Johnson Caleb D, Outerleys Jereme, Tenforde Adam S, Davis Irene S
Spaulding National Running Center, Dept. of Physical Medicine and Rehabilitation, Harvard Medical School, Cambridge, MA, United States.
Spaulding National Running Center, Dept. of Physical Medicine and Rehabilitation, Harvard Medical School, Cambridge, MA, United States.
J Biomech. 2020 Dec 2;113:110118. doi: 10.1016/j.jbiomech.2020.110118. Epub 2020 Nov 8.

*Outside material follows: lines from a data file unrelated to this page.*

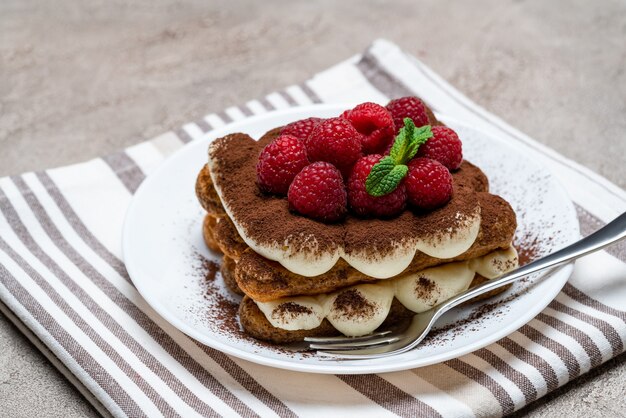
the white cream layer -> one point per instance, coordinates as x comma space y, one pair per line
306, 258
443, 282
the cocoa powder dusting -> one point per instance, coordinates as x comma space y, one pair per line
290, 310
234, 162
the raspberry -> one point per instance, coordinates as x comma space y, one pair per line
445, 147
408, 107
428, 184
335, 141
301, 129
319, 193
364, 204
279, 162
376, 125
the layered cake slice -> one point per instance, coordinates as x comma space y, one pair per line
349, 224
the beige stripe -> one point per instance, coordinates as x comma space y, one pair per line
611, 334
166, 341
583, 339
570, 361
532, 359
65, 340
389, 396
89, 271
503, 397
576, 294
478, 398
52, 325
515, 376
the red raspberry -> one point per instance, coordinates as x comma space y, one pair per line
445, 147
375, 123
428, 184
364, 204
408, 107
335, 141
279, 162
301, 129
319, 193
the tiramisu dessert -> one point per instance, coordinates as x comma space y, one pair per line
350, 224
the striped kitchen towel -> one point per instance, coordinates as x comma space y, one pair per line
63, 282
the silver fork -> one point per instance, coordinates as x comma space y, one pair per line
387, 343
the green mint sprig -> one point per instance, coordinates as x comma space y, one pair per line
387, 174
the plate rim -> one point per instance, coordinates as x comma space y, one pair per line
369, 366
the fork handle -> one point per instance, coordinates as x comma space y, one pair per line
609, 234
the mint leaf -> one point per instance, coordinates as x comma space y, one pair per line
385, 177
387, 174
419, 138
402, 141
408, 141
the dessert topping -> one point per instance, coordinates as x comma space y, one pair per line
279, 162
301, 129
318, 192
386, 176
408, 107
335, 141
428, 184
445, 147
375, 123
364, 204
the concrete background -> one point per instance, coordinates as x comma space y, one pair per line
82, 80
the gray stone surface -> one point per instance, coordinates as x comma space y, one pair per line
78, 80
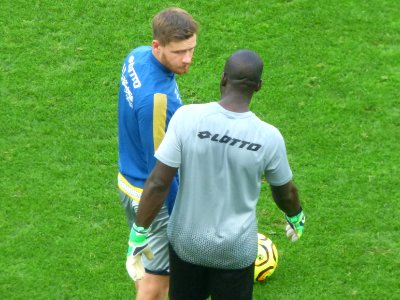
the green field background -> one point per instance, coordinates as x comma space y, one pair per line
331, 86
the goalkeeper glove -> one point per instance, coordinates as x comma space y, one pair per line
295, 227
137, 246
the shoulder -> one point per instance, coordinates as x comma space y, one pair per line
194, 110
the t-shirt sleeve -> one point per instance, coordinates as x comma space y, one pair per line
169, 151
278, 171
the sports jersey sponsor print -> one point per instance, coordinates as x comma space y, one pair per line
224, 139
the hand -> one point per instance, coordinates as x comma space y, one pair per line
137, 246
295, 227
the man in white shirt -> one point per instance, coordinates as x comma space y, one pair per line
221, 150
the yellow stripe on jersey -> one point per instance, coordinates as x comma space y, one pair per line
159, 119
128, 189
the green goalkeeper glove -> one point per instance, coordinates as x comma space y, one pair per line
295, 227
137, 246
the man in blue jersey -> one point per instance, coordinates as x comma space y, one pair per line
148, 97
222, 150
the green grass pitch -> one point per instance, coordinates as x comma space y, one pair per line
331, 85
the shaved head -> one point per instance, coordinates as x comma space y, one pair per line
244, 68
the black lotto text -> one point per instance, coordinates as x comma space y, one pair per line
229, 141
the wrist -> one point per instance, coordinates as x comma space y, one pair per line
297, 214
140, 230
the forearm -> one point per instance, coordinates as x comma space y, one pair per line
287, 199
151, 201
154, 194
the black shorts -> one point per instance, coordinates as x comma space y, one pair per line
189, 281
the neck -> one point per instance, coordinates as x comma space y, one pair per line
234, 105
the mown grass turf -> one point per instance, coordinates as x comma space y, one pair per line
331, 85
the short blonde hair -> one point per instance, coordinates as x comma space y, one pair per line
173, 24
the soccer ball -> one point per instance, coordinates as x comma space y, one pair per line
266, 260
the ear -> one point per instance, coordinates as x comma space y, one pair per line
259, 84
224, 79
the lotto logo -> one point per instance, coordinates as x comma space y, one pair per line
228, 140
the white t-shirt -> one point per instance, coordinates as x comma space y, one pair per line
221, 156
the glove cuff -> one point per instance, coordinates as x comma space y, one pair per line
140, 230
297, 218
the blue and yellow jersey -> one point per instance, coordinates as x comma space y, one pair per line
148, 97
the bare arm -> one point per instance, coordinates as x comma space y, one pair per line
154, 193
287, 198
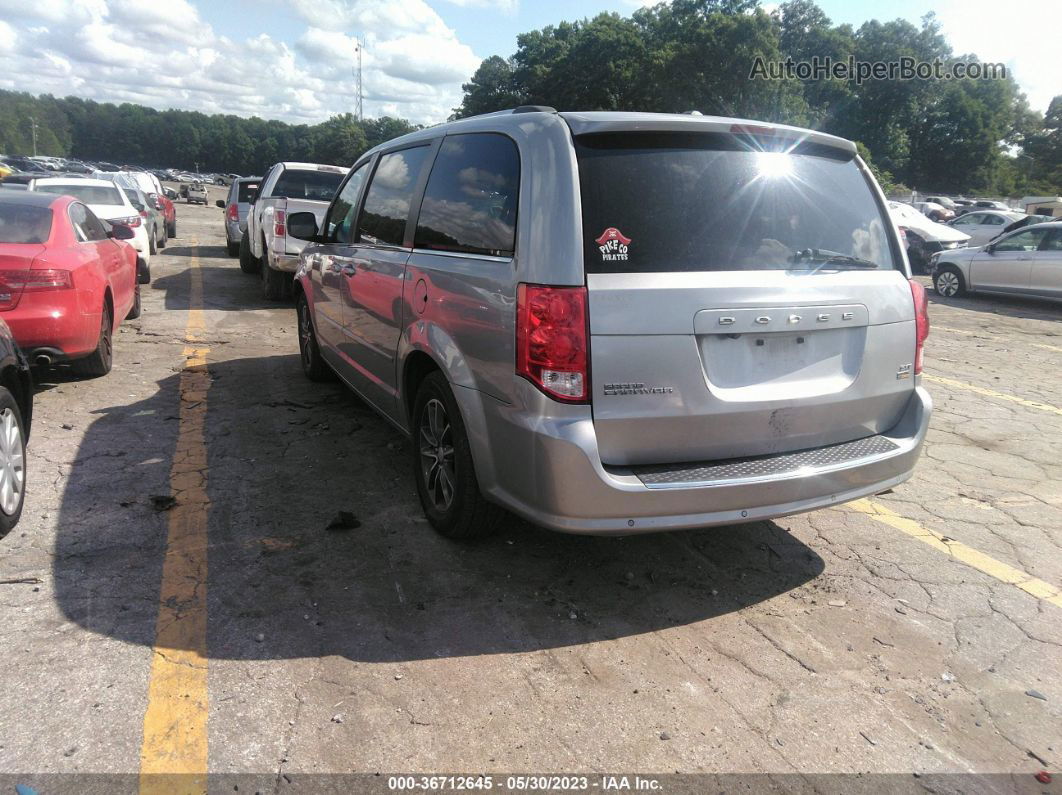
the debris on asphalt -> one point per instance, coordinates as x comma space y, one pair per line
344, 520
163, 502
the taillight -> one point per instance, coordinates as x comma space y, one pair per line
921, 321
13, 283
551, 341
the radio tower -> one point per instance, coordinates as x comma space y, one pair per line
358, 109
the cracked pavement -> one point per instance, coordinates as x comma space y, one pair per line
825, 642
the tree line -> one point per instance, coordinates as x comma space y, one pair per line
968, 136
181, 139
963, 136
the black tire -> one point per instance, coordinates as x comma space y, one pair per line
98, 363
12, 462
276, 284
313, 366
135, 311
249, 263
948, 282
466, 514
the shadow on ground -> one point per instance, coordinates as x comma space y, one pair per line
285, 455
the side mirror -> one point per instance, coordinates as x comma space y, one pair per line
303, 226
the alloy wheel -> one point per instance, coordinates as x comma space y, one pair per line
12, 464
305, 334
437, 454
947, 283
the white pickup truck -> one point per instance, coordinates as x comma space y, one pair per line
267, 247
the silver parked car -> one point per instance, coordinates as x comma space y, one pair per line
1027, 261
619, 323
236, 206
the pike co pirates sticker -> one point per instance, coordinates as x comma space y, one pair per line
613, 245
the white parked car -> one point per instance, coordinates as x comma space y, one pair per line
982, 225
1026, 261
107, 201
924, 237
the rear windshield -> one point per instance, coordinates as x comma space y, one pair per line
21, 223
86, 193
246, 190
315, 185
655, 203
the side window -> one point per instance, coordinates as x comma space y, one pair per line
340, 225
1054, 242
469, 203
1023, 241
387, 203
79, 217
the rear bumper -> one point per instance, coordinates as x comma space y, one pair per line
286, 262
234, 230
52, 324
551, 473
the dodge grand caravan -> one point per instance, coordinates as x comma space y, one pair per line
619, 323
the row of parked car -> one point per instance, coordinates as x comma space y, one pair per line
987, 246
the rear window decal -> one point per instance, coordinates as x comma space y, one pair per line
613, 245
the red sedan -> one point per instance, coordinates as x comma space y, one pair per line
67, 279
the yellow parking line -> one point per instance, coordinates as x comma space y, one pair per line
993, 394
173, 756
961, 552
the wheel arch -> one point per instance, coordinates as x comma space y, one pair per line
19, 383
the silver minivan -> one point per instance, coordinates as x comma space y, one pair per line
236, 205
619, 323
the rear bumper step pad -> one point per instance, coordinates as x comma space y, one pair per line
764, 467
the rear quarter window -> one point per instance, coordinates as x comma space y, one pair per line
469, 203
319, 186
655, 203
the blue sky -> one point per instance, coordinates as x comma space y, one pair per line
291, 59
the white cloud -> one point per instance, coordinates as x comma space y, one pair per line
1027, 42
509, 6
166, 55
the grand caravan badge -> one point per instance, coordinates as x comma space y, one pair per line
613, 245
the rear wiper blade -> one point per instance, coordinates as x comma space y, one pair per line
824, 257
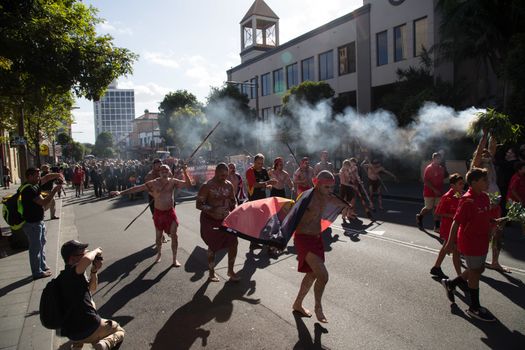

Peak tibial accelerations during running are of interest because of their correlation with vertical ground reaction force load rates and association with running injury. Previous work has demonstrated systematically lower accelerations measured with a bone- compared to skin-mounted accelerometer. However, no studies have assessed the effects of more or less secure attachment methods for skin mounted sensors. Our purpose was to compare two methods of attaching a skin mounted sensor on mean tibial accelerations, stride-to-stride variability, and correlations with vertical load rates. 18 injury-free runners were recruited as participants. An inertial measurement unit, containing a tri-axial accelerometer, was used to record tibial accelerations while participants ran at a self-selected speed on an instrumented treadmill to collect ground reaction forces. The two attachment methods for securing the sensor to the skin were a manufacturer-provided strap (strap condition) and a combination of tape and elastic wraps (wrap condition). Mean vertical accelerations were significantly lower in the wrap condition (p = 0.02, d = 0.57). No differences were detected in resultant accelerations, vertical loading rates, or stride-to-stride variability. Correlations between tibial accelerations and vertical loading rates were strong (r = 0.79-0.91) and similar between conditions. These results provide two key findings of evidence. Evidenced by systematically lower vertical accelerations, a more secure attachment method may be necessary for capturing the most representative measure of tibial accelerations during running. However, a less secure method (i.e. the strap) is sufficient for capturing tibial accelerations as a surrogate for impact loading forces.
跑步过程中的胫骨加速度峰值备受关注,因为它们与垂直地面反作用力加载率相关,且与跑步损伤有关。先前的研究表明,与安装在皮肤上的加速度计相比,用骨加速度计测量的加速度系统地更低。然而,尚无研究评估皮肤安装传感器的固定方式或多或少的安全性所产生的影响。我们的目的是比较两种将皮肤安装传感器固定在胫骨上的方法,比较其对平均胫骨加速度、步幅间变异性以及与垂直负荷率相关性的影响。招募了18名无损伤的跑步者作为参与者。使用一个包含三轴加速度计的惯性测量单元来记录胫骨加速度,参与者在装有仪器的跑步机上以自选速度跑步时收集地面反作用力。将传感器固定在皮肤上的两种固定方法分别是制造商提供的绑带(绑带条件)和胶带与弹性绷带的组合(包裹条件)。在包裹条件下,平均垂直加速度显著更低(p = 0.02,d = 0.57)。在合成加速度、垂直负荷率或步幅间变异性方面未检测到差异。胫骨加速度与垂直负荷率之间的相关性很强(r = 0.79 - 0.91),且两种条件下相似。这些结果提供了两个关键的证据发现。系统地更低的垂直加速度表明,可能需要一种更安全的固定方法来获取跑步过程中胫骨加速度的最具代表性的测量值。然而,一种不太安全的方法(即绑带)足以获取胫骨加速度作为冲击负荷力的替代指标。